Cash Flows from Investing Activities
Cash flows from investing activities have been primarily related to the purchase of textbooks and property
and equipment, offset by proceeds from the liquidation of textbooks. Net cash used in investing activities in 2013
was $153.1 million and was primarily used for purchases of textbooks of $122.2 million, purchases of
investments of $61.4 million and purchases of property and equipment and other assets of $7.4 million, partially
offset by proceeds from liquidation of textbooks of $38.0 million.
Net cash used in investing activities in 2012 was $88.1 million and was primarily used for purchases of
textbooks of $104.5 million and purchases of property and equipment of $15.1 million, partially offset by
proceeds from liquidation of textbooks of $34.1 million.
Net cash used in investing activities in 2011 was $59.9 million and was used for purchases of textbooks of
$74.1 million, partially offset by proceeds from liquidation of textbooks of $30.9 million.
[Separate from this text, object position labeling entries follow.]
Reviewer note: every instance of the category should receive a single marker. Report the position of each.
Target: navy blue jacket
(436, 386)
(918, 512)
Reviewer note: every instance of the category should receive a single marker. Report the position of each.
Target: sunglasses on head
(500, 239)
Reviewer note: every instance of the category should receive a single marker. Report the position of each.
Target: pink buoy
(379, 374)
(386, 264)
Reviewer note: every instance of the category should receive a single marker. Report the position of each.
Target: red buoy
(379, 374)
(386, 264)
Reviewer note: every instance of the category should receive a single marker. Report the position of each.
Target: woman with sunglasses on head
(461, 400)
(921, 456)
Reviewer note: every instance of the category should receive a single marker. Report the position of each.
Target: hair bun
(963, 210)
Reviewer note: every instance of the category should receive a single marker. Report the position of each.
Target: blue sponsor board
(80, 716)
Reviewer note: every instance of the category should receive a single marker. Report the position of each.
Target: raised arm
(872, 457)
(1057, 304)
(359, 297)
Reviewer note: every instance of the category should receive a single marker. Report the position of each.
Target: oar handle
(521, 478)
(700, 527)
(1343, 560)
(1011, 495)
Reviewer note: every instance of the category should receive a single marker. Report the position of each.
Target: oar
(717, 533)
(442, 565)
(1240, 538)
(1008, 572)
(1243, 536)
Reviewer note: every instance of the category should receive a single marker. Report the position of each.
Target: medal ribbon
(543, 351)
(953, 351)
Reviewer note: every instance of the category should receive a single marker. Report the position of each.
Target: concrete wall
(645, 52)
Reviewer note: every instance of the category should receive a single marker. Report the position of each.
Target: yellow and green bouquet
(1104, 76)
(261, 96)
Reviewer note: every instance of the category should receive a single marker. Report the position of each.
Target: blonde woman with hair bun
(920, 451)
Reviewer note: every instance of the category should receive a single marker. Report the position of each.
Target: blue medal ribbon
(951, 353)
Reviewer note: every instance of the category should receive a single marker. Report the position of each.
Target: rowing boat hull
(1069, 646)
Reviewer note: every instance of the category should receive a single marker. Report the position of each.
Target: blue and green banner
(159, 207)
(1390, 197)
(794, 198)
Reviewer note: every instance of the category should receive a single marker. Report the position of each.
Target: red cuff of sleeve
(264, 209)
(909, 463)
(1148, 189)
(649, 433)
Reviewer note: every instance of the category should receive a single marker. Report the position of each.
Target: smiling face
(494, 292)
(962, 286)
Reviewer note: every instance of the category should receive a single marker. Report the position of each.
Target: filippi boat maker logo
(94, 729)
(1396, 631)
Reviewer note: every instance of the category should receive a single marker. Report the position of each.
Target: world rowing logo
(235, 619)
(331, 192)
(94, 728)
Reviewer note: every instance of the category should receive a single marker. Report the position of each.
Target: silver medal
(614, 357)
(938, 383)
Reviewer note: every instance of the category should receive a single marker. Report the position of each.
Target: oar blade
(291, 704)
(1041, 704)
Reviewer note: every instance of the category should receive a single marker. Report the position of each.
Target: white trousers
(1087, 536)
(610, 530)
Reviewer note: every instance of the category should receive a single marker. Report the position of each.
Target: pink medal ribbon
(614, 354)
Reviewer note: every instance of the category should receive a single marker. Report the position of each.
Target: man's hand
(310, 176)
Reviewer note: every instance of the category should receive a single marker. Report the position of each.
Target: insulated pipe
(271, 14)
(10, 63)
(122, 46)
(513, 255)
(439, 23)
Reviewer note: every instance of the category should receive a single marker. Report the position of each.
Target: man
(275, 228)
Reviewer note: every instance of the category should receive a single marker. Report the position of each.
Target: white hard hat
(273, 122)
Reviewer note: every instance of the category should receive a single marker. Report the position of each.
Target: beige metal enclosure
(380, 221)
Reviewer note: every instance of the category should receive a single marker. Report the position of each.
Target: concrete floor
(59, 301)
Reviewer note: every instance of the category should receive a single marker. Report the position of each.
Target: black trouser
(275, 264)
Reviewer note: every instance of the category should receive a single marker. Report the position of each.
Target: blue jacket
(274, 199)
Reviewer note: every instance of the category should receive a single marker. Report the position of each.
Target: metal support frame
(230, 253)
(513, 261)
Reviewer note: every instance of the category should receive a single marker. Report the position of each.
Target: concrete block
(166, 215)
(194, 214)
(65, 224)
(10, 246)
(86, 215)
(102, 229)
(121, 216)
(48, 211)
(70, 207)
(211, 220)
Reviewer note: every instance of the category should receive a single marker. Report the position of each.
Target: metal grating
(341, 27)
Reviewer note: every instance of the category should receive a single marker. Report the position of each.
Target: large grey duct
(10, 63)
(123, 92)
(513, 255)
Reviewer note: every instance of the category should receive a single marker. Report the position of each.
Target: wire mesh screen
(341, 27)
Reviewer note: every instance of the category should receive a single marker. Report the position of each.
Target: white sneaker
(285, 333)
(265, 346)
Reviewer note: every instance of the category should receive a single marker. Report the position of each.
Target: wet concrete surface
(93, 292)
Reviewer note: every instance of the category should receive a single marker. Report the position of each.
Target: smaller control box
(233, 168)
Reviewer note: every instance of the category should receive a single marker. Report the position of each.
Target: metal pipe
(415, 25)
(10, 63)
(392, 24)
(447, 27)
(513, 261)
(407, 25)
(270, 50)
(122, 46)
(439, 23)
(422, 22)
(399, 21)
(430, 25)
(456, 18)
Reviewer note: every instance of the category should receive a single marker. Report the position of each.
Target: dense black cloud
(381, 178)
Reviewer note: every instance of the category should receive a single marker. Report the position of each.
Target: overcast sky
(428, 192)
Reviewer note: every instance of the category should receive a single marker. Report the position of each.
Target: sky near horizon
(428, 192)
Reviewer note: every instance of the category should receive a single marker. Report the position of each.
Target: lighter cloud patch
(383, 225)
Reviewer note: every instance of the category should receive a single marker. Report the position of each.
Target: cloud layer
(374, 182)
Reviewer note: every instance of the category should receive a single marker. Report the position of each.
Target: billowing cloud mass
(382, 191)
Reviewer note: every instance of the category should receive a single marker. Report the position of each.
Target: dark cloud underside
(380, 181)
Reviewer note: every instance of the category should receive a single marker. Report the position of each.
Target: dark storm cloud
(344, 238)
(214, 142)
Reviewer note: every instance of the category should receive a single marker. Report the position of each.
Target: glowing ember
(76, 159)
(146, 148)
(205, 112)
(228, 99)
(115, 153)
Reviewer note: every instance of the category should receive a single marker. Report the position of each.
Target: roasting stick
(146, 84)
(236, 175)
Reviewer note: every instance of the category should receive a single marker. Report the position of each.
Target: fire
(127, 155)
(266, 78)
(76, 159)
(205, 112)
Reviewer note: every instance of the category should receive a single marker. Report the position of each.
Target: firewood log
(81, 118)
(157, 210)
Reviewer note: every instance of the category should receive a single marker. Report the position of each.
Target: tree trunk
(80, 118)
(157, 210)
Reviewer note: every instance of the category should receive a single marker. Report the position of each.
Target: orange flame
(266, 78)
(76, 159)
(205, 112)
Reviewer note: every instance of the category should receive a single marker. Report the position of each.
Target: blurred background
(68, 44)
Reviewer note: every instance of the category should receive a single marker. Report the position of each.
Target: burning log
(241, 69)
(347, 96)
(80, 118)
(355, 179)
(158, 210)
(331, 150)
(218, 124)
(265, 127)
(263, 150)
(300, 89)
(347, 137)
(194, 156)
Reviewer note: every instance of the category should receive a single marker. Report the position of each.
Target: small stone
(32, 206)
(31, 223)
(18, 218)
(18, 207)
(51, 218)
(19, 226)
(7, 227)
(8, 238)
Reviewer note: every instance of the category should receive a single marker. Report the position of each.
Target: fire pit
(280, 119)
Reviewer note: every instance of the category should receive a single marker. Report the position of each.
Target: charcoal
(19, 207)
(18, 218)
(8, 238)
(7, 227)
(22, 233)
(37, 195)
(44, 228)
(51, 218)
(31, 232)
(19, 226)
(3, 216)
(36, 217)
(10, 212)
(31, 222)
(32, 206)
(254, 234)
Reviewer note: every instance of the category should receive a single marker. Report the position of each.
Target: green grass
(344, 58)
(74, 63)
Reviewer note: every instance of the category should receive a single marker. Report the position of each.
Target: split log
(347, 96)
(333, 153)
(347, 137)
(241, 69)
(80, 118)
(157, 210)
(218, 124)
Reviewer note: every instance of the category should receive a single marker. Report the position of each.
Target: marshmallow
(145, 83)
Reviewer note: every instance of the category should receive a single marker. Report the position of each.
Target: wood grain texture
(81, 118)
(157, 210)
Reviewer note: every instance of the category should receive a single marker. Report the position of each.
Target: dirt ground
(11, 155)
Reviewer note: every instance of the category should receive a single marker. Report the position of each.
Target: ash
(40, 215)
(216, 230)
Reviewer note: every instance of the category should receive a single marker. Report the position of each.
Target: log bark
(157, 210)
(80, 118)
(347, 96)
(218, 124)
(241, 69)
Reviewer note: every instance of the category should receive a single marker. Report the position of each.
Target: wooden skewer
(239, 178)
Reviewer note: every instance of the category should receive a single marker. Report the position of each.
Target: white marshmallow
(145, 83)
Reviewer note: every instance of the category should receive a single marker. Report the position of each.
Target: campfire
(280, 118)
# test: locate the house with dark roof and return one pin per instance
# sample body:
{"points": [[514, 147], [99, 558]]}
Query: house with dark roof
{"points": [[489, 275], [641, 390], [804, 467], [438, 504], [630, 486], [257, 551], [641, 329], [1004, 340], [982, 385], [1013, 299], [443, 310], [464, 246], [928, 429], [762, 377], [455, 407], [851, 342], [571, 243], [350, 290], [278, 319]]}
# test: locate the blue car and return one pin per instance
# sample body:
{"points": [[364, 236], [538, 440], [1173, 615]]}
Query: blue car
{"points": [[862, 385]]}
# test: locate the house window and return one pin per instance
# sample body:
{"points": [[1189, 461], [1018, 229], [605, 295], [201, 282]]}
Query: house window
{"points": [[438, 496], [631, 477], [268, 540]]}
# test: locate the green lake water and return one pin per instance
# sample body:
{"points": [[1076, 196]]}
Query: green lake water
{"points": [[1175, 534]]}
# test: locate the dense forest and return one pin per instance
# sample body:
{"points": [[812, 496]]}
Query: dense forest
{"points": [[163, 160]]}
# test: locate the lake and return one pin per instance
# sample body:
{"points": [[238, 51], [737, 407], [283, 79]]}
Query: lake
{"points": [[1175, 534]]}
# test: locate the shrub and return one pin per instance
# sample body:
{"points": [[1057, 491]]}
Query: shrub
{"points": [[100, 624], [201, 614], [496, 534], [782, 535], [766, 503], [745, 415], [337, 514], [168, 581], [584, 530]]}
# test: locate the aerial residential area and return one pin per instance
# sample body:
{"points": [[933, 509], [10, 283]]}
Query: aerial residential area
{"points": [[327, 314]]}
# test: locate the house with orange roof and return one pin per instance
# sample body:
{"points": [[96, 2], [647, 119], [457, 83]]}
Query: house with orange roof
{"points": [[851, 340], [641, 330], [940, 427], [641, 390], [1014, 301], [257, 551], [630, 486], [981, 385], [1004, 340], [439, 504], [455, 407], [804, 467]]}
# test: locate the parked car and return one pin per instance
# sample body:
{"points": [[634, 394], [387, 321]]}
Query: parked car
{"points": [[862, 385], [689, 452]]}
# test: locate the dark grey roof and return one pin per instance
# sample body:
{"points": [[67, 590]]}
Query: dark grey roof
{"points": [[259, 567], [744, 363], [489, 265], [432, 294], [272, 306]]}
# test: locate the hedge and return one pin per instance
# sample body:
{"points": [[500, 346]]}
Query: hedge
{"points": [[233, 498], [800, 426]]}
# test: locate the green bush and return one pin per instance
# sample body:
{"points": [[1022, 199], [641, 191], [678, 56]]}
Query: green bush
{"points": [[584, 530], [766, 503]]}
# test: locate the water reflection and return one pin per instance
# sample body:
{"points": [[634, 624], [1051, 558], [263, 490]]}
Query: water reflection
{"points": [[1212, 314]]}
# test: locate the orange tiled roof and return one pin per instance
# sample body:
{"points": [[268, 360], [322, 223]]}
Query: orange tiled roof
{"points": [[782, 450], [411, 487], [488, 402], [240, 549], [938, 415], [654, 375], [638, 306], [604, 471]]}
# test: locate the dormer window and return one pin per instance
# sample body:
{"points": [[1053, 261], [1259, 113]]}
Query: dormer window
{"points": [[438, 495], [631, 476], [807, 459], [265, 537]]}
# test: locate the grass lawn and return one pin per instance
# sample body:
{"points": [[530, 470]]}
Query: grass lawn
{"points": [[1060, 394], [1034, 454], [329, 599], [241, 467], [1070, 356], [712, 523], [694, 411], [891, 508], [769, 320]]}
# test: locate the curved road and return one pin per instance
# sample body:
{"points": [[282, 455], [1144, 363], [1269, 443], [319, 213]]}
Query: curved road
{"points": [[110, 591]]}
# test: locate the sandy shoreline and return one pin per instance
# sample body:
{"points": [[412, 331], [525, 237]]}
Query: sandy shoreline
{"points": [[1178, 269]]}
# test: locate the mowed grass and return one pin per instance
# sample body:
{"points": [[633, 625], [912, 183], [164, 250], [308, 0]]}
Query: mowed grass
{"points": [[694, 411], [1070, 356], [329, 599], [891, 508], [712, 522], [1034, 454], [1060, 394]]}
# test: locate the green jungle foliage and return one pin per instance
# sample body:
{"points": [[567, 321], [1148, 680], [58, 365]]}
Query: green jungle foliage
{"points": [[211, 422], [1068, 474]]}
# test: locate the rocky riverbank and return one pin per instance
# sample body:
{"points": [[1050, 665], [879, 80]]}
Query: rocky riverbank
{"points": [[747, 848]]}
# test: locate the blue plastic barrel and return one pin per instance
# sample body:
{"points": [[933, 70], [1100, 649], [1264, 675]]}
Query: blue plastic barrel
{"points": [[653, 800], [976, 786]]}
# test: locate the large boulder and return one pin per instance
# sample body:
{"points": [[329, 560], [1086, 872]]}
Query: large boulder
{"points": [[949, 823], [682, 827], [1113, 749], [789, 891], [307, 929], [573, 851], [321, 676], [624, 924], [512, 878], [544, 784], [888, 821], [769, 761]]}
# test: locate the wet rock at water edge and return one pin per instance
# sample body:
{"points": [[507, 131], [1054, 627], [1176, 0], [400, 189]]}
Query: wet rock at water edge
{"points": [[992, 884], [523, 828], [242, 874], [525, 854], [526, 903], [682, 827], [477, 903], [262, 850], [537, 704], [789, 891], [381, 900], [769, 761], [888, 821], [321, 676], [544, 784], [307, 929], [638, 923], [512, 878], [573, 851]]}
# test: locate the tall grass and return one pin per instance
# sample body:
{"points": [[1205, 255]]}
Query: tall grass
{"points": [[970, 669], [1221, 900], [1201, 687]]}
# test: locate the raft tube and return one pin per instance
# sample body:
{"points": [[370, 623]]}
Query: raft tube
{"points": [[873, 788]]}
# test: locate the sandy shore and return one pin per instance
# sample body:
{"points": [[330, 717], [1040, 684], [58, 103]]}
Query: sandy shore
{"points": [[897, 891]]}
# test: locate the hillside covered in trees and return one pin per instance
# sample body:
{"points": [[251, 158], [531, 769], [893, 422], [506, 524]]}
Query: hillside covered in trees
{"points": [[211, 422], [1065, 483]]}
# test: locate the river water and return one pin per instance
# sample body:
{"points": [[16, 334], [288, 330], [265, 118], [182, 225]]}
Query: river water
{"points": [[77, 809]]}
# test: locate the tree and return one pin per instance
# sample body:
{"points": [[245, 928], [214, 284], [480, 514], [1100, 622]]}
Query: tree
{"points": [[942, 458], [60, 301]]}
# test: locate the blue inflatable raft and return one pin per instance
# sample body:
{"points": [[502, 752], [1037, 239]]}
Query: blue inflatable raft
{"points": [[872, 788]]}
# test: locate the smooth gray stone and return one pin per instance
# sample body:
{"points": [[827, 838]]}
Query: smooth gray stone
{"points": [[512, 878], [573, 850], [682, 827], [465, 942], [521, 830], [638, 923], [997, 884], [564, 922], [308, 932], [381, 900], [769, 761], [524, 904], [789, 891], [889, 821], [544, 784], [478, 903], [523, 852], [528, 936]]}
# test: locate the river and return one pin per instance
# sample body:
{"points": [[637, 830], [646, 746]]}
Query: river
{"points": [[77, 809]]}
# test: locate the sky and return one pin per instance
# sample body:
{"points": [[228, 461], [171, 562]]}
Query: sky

In 2011, we narrowed
our rental catalog to include only those titles that we believe have sufficient demand to profitably enable the
repeat rentals necessary to support renting textbooks at a per rental price below our acquisition cost. In addition,
we used $14.0 million in the acquisition of businesses, net of cash acquired.
Cash Flows from Financing Activities
Cash flows from financing activities have been related to proceeds from, and payments on, our debt
obligations and proceeds from the issuance of convertible preferred stock. Net cash provided by financing
activities in 2013 was $145.2 million and was related to net proceeds received from our IPO and the exercise of
stock options, partially offset by the pay-off of our revolving credit facility.
Net cash provided by financing activities in 2012 was $19.8 million and was primarily related to proceeds
from the issuance of convertible preferred stock of $25.0 million, partially offset by the repurchase of common
stock and vested stock options of $5.2 million associated with a put option granted in connection with prior
acquisitions.
Net cash used in financing activities in 2011 was $8.8 million and was primarily related to payments of debt
obligations of $42.8 million, partially offset by proceeds from debt obligations of $33.3 million.
Contractual Obligations and Other Commitments
The following is a summary of the contractual commitments associated with our debt and lease obligations
(which include the related interest) as of December 31, 2013 (in thousands):
Total
Less than
1 Year 1-3 Years 3-5 Years
More than
5 Years
Commitment fee on unused portion of revolving credit
facility ........................................ $ 327 $ 125 $ 202 $ — $
Operating lease obligations(1) ........................ 11,323 3,694 5,874 1,615 140
Total contractual obligations .................... $11,650 $3,819 $6,076 $1,615 $140
(1) Our office and warehouse facilities are leased under operating leases, which expire at various dates through 2019.